For this forum, you would choose the code labeled "IMG Code".


----------



## sawdust maker (26 Jan 2007)

The router I used is the Wickes 1200W, made by Draper and cost only £39.99. I chose this router because it takes Trend router guides, for use on my Trend Dovetailing jig. 






The micro adjuster replaces the turret and depth stop. The method is quite straightforward. Remove the depth stop and the turret. Care needs to be taken in removing the machine screw holding the turret. The screw is secured with glue, so a good fitting screwdriver is needed with plenty of downward pressure. The first new part is constructed from 20mm X 20mm square section steel tube 45mm long. This is secured in place of the turret by a 25mm X 4mm machine screw. About midway through the tube a 4mm hole is drilled through the tube and enlarged to 10mm on the underside, to accommodate the projection, which held the turret. The tube is also shaped on the underside to fit snugly to the router base. A bit of sawing and filling is needed for this. 





The second part fits where the depth stop was fitted. Into this hole a special nut is placed. The nut is the type used to secure mono-block kitchen taps (Photo 1).
Ideal Nut




The one I used was one I found in my store of bits & bobs, that had come from an old tap. These nuts are not generally available. I made an extensive search on the Internet in the hope of finding a supplier, but without success. However, a longer than normal brass nut with an 8mm thread can be purchased from Bristan, in a fixing kit part number FX 1264R (tel. 0870 4425556). The cost is only £1.86 plus vat. However, if you order by phone they will only sell a minimum of two kits, so the cost will be just under £5. 





Some work needs to be done on the nut. To enable the nut to slip into the hole, a small amount of metal needs to be filed off the corners of the nut. So the nut can be held in place, half way along its length a hole is drilled, for the thumbscrew to locate into. 





A 270mm length of 8mm threaded rod is screwed through the special nut and the point at which this meets the square tube attached to the router base is marked. Remove the tube and drill a 10mm hole at this point through one wall of the tube. This hole is extended to form a slot to the end of the tube. 

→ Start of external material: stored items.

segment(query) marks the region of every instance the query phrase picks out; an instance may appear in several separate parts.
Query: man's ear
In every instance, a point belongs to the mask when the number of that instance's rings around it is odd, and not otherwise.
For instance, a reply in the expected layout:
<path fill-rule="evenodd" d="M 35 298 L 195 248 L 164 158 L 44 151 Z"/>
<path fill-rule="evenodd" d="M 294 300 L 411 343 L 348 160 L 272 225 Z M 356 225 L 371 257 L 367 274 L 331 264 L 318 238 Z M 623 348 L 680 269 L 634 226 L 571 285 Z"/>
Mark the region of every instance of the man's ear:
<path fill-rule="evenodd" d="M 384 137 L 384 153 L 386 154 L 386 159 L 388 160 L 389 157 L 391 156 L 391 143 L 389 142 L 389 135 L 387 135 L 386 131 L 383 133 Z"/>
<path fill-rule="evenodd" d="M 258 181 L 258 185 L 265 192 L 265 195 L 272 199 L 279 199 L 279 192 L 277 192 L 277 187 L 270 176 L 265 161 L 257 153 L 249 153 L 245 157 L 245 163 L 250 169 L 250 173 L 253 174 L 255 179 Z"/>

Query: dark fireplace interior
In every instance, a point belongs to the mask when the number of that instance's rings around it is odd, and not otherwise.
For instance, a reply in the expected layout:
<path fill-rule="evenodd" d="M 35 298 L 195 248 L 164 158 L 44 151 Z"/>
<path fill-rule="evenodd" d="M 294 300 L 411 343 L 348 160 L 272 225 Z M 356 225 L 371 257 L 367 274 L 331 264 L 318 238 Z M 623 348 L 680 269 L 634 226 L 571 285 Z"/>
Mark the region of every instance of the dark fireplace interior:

Next remover the threaded rod and screw on 8mm lock nut 25mm along the threaded rod. A washer, small enough to fit inside the square tube, and then normal 8mm nut, follows this. The normal 8mm nut is secure at the very end of the threaded rod by drilling a 2mm hole through both the nut and rod. A nail is hammered through both the nut and rod and cut off close to the nut. The other end of the rod is then passed though the depth adjuster hole, with the special nut removed, and the bottom slipped into the slot in the square tube, with the washer below. The lock nut is then screwed down to just above the top of the square tube, enabling the rod to spin freely. (Note that the lock nut is upside down. This stops it fouling on the machine screw securing the square tube to the base.) 





The special nut is then screwed down the rod and secured in the depth adjuster hole with the thumbscrew. The final task is the affix a knob to the top of the threaded rod. Once checks have been made that all is working well the knob can be permanently glued to the rod. You now have a router with a micro adjuster normally found on only the most expensive routers.

The threaded rod and square section steel tube can be purchased from B&Q.


----------